Non può dirsi altrettanto per quei trattamenti, invece, che rispondo a scopi esclusivamente cosmetici. L’amministrazione finanziaria svedese ha, infatti, eccepito che l’inchiesta sul ‘movente’ prestazionale assurgerebbe a vincolo estremamente limitativo nei confronti sia dei prestatori di servizi che delle autorità locali, prospettando problematiche coercitive a livello definitorio ed applicativo. La Corte europea ha obiettato alla medesima direttiva di prendere in considerazione l’effettuazione da parte del soggetto passivo sia di attività imponibili che di attività esenti, prevedendo, in tal caso, la ricaduta della detrazione nella misura del pro rata.

Con riguardo poi al fatto concernente la necessità sussistente o meno di considerare, ai fini prestazionali, la convinzione soggettiva dei pazienti, la Corte interviene rammentando il valore contenutistico di una sua precedente sentenza con la quale si era già precisato che le problematiche di salute, suscettibili di dare adito ad operazioni sanitarie esenti, possono anche rispondere a motivazioni di carattere psicologico. Tuttavia, è parere della Corte, che “la semplice convinzione soggettiva che sorge nella mente della persona che si sottopone ad un intervento estetico in merito ad esso” non è, di per sé, valutabile come determinanteai fini della valutazione della questione se tale intervento abbia o meno scopo terapeutico”.

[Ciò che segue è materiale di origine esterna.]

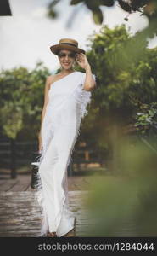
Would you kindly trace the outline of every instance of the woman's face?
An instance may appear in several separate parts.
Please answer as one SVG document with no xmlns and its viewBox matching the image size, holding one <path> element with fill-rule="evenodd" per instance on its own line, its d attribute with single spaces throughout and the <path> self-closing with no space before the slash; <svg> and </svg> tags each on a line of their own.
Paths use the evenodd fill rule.
<svg viewBox="0 0 157 256">
<path fill-rule="evenodd" d="M 68 50 L 61 49 L 58 54 L 60 65 L 64 69 L 70 69 L 75 61 L 76 53 Z"/>
</svg>

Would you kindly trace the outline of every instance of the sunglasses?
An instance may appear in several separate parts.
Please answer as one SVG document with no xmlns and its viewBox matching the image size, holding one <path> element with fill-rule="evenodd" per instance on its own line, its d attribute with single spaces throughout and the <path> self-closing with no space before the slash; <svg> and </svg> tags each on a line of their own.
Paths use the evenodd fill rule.
<svg viewBox="0 0 157 256">
<path fill-rule="evenodd" d="M 58 56 L 59 58 L 64 58 L 65 56 L 68 56 L 68 57 L 72 58 L 72 59 L 75 58 L 76 55 L 76 53 L 70 53 L 70 54 L 60 53 L 60 54 L 58 55 Z"/>
</svg>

Considerata la natura prettamente medica di questa analisi valutativa, essa è tenuta dunque a trovare legittime fondamenta in considerazioni rispecchianti la medesima natura, e come tali esclusivamente effettuate da personale qualificato. Che le prestazioni vengano fornite, o viceversa che lo scopo di esse venga a determinarsi grazie all’operato di sanitari abilitati, giunge quindi a condizionare pienamente l’esito valutativo della qualificazione che le categorizza come cure o prestazioni mediche.